## College Physics (4th Edition)

The blood pressure is $75.7~Pa$ higher in the aneurysm then in the unenlarged part of the aorta.
Let $v_1$ be the speed in the aorta. Let $v_2$ be the speed in the aneurysm. The cross-sectional area in the aneurysm $A_2$ is 9 times larger than the cross-sectional area in the aorta.
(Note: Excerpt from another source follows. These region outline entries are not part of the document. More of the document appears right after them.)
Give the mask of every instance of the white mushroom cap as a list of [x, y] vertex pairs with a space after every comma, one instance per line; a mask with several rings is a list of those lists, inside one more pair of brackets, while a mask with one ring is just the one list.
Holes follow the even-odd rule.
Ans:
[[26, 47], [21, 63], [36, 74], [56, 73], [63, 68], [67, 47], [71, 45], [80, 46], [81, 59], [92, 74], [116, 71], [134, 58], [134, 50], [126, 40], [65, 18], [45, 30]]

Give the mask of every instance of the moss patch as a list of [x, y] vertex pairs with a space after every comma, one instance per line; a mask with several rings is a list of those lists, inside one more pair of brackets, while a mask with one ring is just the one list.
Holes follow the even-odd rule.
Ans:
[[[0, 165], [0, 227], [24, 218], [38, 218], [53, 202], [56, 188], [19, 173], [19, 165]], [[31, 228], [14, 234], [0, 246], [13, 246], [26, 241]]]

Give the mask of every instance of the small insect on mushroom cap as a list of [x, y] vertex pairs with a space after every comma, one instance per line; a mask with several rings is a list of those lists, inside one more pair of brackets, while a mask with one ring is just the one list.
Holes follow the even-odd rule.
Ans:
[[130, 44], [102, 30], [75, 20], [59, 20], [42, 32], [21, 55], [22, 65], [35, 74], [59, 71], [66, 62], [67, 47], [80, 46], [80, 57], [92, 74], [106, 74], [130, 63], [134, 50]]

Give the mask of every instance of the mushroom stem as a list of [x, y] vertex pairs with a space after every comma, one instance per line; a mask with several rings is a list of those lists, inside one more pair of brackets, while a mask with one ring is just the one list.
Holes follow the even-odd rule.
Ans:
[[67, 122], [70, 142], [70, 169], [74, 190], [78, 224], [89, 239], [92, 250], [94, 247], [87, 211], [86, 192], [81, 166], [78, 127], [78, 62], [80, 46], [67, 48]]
We can find an expression for $v_2$ in terms of $v_1$: $A_2~v_2 = A_1~v_1$ $(9A_1)~v_2 = A_1~v_1$ $v_2 = \frac{v_1}{9}$ We can find the speed in the aorta: $A_1~v_1 = (120 \times 10^{-6})~m/s$ $v_1 = \frac{(120 \times 10^{-6})~m/s}{A_1}$ $v_1 = \frac{(120 \times 10^{-6})~m/s}{\pi~r_1^2}$ $v_1 = \frac{(120 \times 10^{-6})~m/s}{(\pi)~(0.010~m)^2}$ $v_1 = 0.382~m/s$ We can use Bernoulli's equation to find the pressure difference: $P_2+\frac{1}{2}\rho~v_2^2 = P_1+\frac{1}{2}\rho~v_1^2$ $P_2-P_1 = \frac{1}{2}\rho~(v_1^2-v_2^2)$ $P_2-P_1 = \frac{1}{2}\rho~(v_1^2-(\frac{v_1}{9})^2)$ $P_2-P_1 = \frac{1}{2}\rho~\frac{80~v_1^2}{81}$ $P_2-P_1 = \frac{1}{2}(1050~kg/m^3)~\frac{80~(0.382~m/s)^2}{81}$ $P_2-P_1 = 75.7~Pa$ The blood pressure is $75.7~Pa$ higher in the aneurysm then in the unenlarged part of the aorta.